Все начинают вскрикивать – «Как же так?», «Да что же это за человек такой», «Дьявол настоящий». Кто-то говорит даже:
– В тюрьму за такие вещи сажать надо.
И мне за Соню очень обидно становится, и я вдруг громко кричу, сам того от себя не ожидая:
– Замолчите, вы! Вы ничего про Соню не знаете, и почему она так сделала, тоже не знаете! Она просто не боится ошибиться, вот и ошибается, а вы ее за это в тюрьму хотите! Так вот что я вам скажу, без ошибок, может, вас и на свете бы не было, а уж меня-то точно, ведь правда?
Мама тут же покраснела от таких слов, и видно, что совсем не ожидала от меня этого. И кто-то из толпы соседей говорит чуть слышно:
– А ты и есть ошибка.
А другой добавляет:
– Смотри-ка, дурак заговорил, – и смеется.
Мама тут же подзывает меня к себе, и я подхожу, а затем она говорит Соне:
– Вот и смотри, что ты сделала. А теперь поворачивайся, и к станции. Вот пятьдесят на дорогу, тебе хватит. И только попробуй не уехать.
Соня берет эти пятьдесят рублей, кладет себе в карман, и делает несколько шагов от дома. Кто-то из соседей шепчет не очень хорошие слова, и другие хихикать начинают. А я не слышу ничего, только слышу, как Соня следы на асфальте оставляет – вот она остановилась, затем снова прошла немного. А потом она поворачивается и говорит громко, чтобы все слышали:
– Только вы ничем не лучше! Деф очень правильно сказал, а вы только рассмеялись, но ведь вы сидите здесь, и ничего не делаете. Да, я поступила неправильно, но ведь мы все ошибаемся. Если что-то делаем.
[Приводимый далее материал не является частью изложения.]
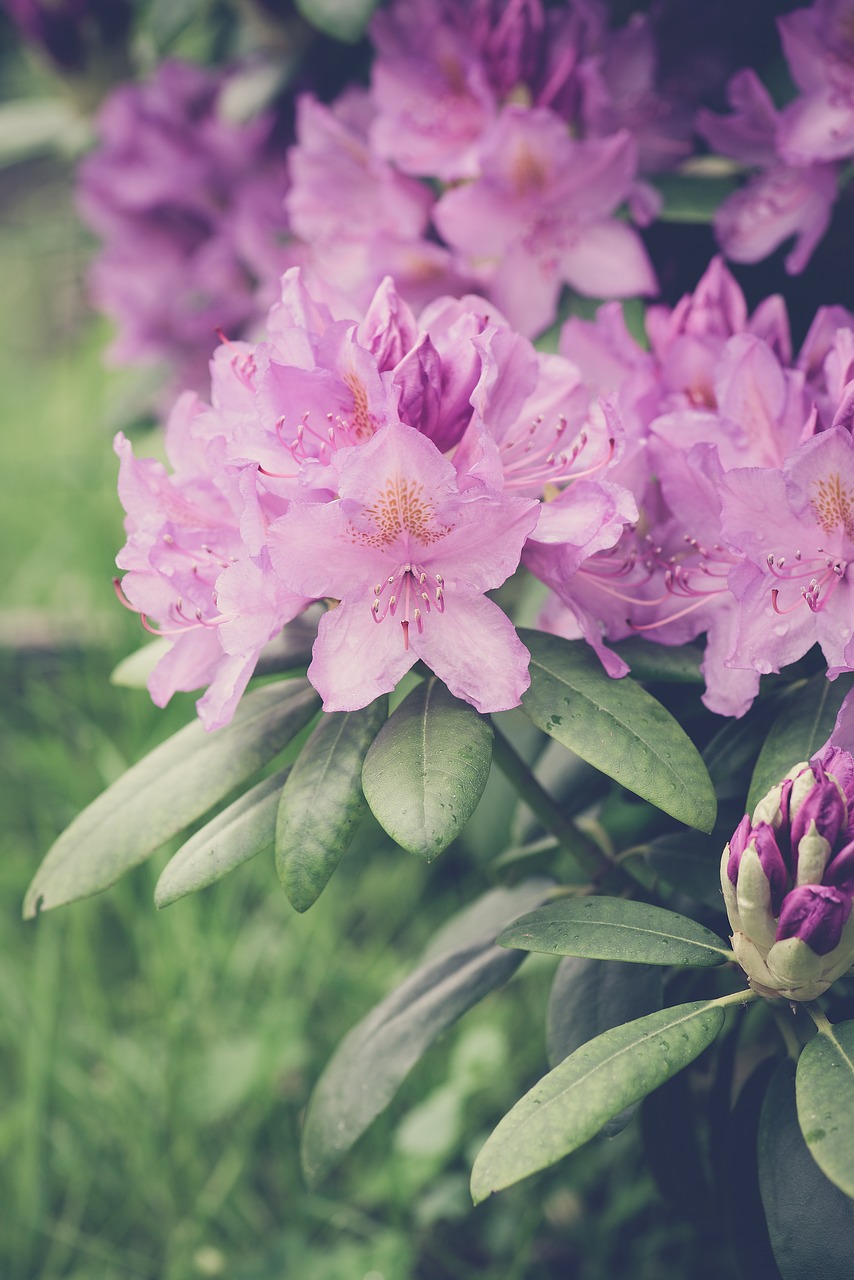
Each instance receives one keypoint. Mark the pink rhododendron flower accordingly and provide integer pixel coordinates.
(190, 210)
(190, 571)
(795, 529)
(360, 218)
(407, 556)
(818, 44)
(540, 215)
(780, 201)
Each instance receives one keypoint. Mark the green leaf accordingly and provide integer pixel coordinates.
(240, 832)
(343, 19)
(825, 1095)
(592, 996)
(427, 769)
(133, 671)
(589, 997)
(373, 1060)
(802, 728)
(322, 803)
(160, 795)
(615, 928)
(731, 754)
(616, 726)
(676, 664)
(36, 126)
(574, 1101)
(689, 199)
(811, 1223)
А вы, вы только и ждете, чтобы кто-то ошибся, чтобы посмеяться ему в лицо, мол, мы-то лучше! А между тем, вы не только не лучше, но и хуже гораздо, потому что вас нет на самом деле, и вы боитесь хоть кем-то стать. Какой же от вас толк тогда?
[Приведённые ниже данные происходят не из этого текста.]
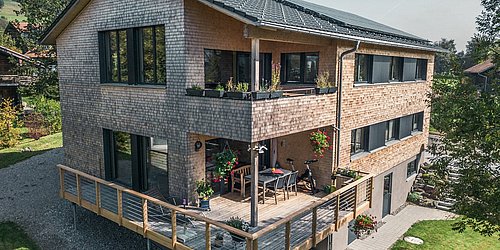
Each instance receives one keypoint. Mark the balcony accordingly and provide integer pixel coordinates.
(299, 223)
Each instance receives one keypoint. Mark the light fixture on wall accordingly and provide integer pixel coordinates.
(197, 146)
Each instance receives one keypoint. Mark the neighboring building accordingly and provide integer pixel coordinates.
(124, 68)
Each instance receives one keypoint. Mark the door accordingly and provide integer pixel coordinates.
(386, 207)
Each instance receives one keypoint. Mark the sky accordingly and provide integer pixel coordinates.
(428, 19)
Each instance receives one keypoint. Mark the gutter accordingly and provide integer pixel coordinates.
(339, 104)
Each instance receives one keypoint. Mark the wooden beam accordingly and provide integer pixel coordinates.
(285, 36)
(174, 228)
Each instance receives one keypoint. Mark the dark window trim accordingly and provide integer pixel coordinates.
(302, 69)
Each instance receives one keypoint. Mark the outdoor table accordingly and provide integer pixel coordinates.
(266, 176)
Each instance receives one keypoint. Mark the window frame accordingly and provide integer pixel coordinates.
(302, 67)
(134, 55)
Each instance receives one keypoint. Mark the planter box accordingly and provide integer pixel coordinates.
(238, 95)
(195, 92)
(321, 91)
(214, 93)
(276, 94)
(260, 95)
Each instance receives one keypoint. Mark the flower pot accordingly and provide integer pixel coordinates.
(321, 91)
(205, 204)
(276, 94)
(238, 95)
(195, 92)
(260, 95)
(214, 93)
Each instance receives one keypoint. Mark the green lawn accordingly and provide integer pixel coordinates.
(12, 155)
(439, 235)
(8, 11)
(12, 237)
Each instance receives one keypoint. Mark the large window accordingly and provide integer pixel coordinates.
(363, 68)
(221, 65)
(359, 140)
(300, 67)
(133, 56)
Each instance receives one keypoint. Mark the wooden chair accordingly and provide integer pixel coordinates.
(238, 176)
Соседи все замолкают, и только один кто-то вдруг кричит из толпы:
– Мы живем своей жизнью! А ты не лезь! – и это, оказывается, Чижов, который уже где-то опохмелиться успел.
– А, дядя Коля! Извините, но что-то уже не хочется называть вас Николаем, – Соня подходит к нему ближе. – Это не вы ли, дядя Коля, вчера хотели все изменить? Это не вы ли соглашались со мной, что нет ничего лучше, чем исправить ошибку? А может, это и не вы сознались мне вчера, что любите Дашу?
При этих словах соседи снова начинают гоготать, да так, что заглушают бедного дядю Колю, который истошно кричит:
– Молчи! Молчи, дура! Не позорь, не было всего этого! Слышите, не было ничего!
– Было, дядя Коля, было! И плакали вы, и говорили, что пить бросите, и что же?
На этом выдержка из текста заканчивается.